There’s four. Four teaspoons of sugar in one tablespoon of tomato ketchup. Thank you Damon Gameau for making That Sugar Film and forever changing my feelings about the sweet stuff. When I met Gameau at EIFF I learned I was the eighty-fifth person to host a Q&A with him – he said I did a good job. What a pro.
12. Family Cinema Trip: Magic Mike XXL
My sister was ssshhh’ed for whooping during the opening credits – those Edinburgh Cineworld audiences take their fun seriously! And it was, seriously fun.
13. Singing and crying: Hedwig and the Angry Inch at Filmhouse
Only the second time I’d seen John Cameron Mitchell’s cult musical (the first being a Blockbuster video rental sometime around 2002) but this time it was a sing-a-long screening and I soaked up the film’s emotion and wit, impressed by my friends lyrical knowledge and shared sensitivity to Hedwig’s identity crisis.
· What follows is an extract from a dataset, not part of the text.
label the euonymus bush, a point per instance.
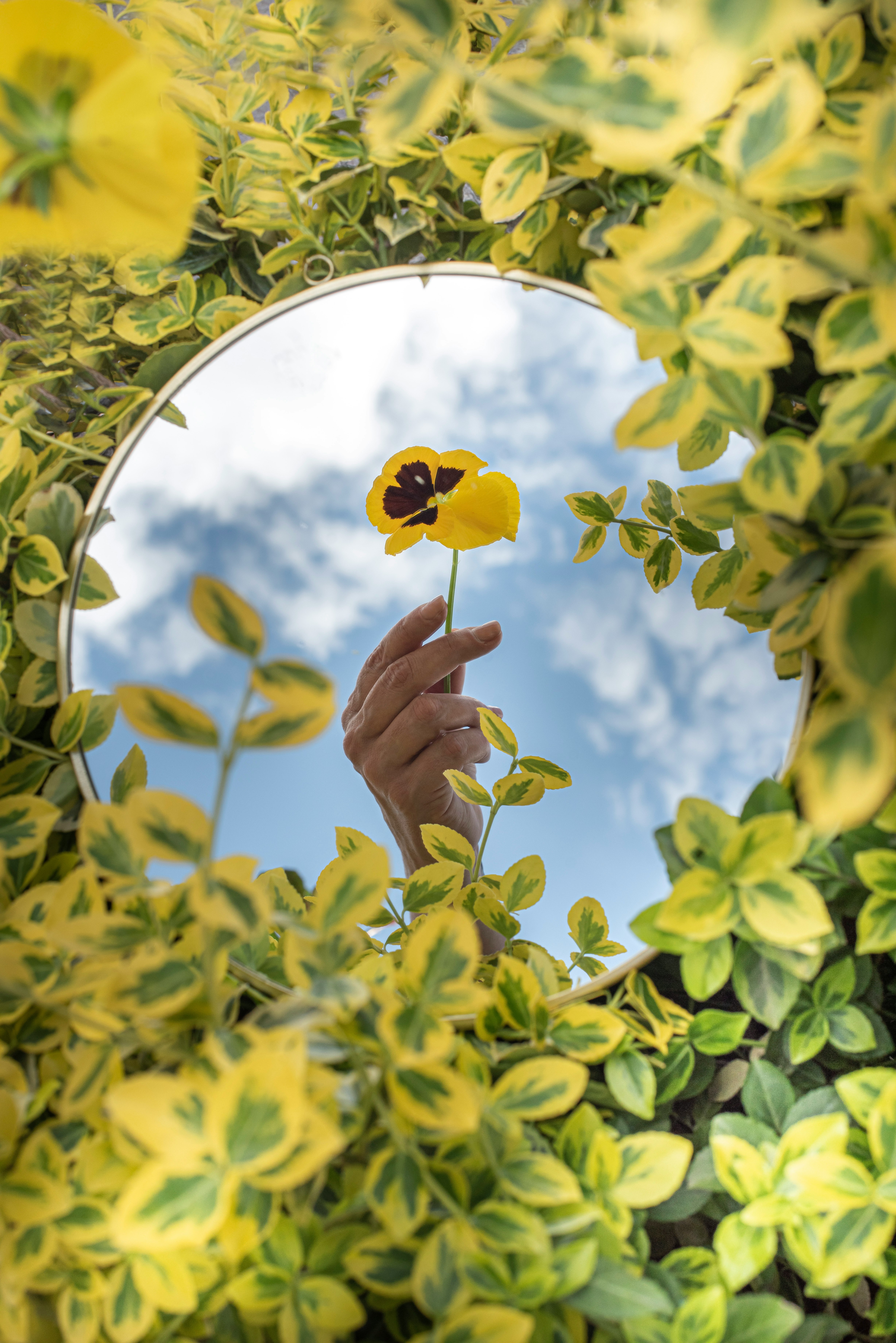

Finally finishing The West Wing brought with it the satisfaction of seeing it through and the sadness that there were no new episodes to see. When we first started it, we found W.G. Snuffy Walden’s score unbearably patriotic (what did we expect?!) but by the end it felt triumphantly appropriate. Other highlights of viewing: assessing Josh’s hair, loving and then missing Sam Seaborn, doing impressions of Bruno’s ‘kelp’ speech, noticing which episodes had a Parks and Recreation version, saying ‘Blues explosion’ during the credits when John Spencer appears.
16.Jess-i-caaaaaaaa!!!! Jones
A superhero show in which the villain is literally the patriarchy? Yes please. A thousand times yes.
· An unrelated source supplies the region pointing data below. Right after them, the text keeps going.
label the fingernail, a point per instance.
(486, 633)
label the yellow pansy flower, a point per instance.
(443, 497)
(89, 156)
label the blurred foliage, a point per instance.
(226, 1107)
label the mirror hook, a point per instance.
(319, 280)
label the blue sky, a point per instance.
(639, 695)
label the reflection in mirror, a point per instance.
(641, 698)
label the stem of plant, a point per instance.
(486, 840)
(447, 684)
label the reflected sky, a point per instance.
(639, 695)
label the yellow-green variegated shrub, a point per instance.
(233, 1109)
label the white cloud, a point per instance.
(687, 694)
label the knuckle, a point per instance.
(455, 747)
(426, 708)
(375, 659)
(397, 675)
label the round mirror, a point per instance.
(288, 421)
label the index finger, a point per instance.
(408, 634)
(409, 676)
17. All in one night: Master of None
So many brilliant episodes in this series, I loved how each was themed, I loved the compassion and honesty of it, I loved its representation of friendship and millennial anxiety. I loved that it was flawed.
18. Aniston forever and ever and ever
In case you didn’t know, 2015 brought you the blog series you’ve always wanted: a critique of the megastar that is Jennifer Aniston. Watching her films has so far been a mix of irksome, joyful and hilarious, more coming soon.
19. Carol
I summarised what makes Todd Haynes’ latest so special, and my film of the year, for CineVue, so I’ll simply quote myself here: ‘That it’s so highly lauded is assuredly deserved, as Director Todd Haynes and screenwriter Phyllis Nagy have created a richly realised depiction of romantic love that envelops the viewer completely in its characters’ world. Both Rooney Mara as shop clerk and aspiring photographer Therese, and Cate Blanchett as the titular married woman, falling in love in 1950s New York, give exceptional performances, and have a chemistry palpable in every glance. The result is a film the very texture of which, highlights Carol and Therese’s relationship as one defined by both their unnameable intimacy and the distance between them, agonisingly reconciled in the film’s last, brilliantly tense final scene.’
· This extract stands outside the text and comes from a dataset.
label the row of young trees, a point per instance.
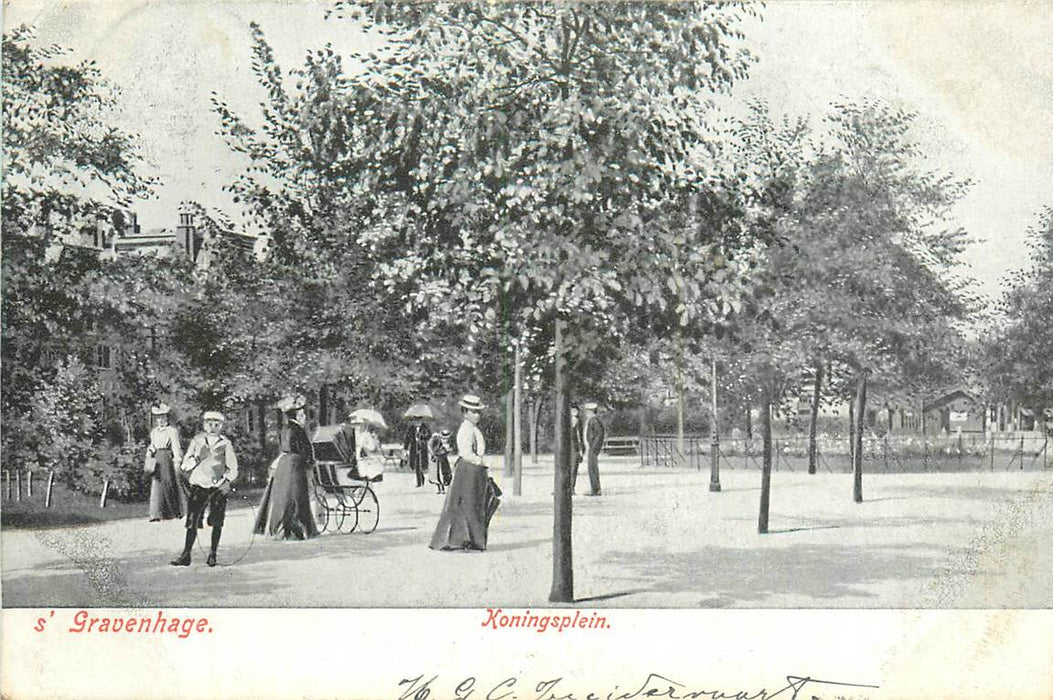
(552, 177)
20. Finally saw Frozen and understood its genius (see video below)
21. Best Christmas film: Sean Baker’s Tangerine.
*For the record my official Top Ten, offered to CineVue is:
1. Carol
2. The Diary of a Teenage Girl
3. Spotlight
4. Stand by for Tape Back-Up
5. Dreamcatcher
6. It Follows
7. Arabian Nights
8. The Forbidden Room
9. Anomalisa
10. Force Majeure
** Any film that had its first screening in 2015, internationally.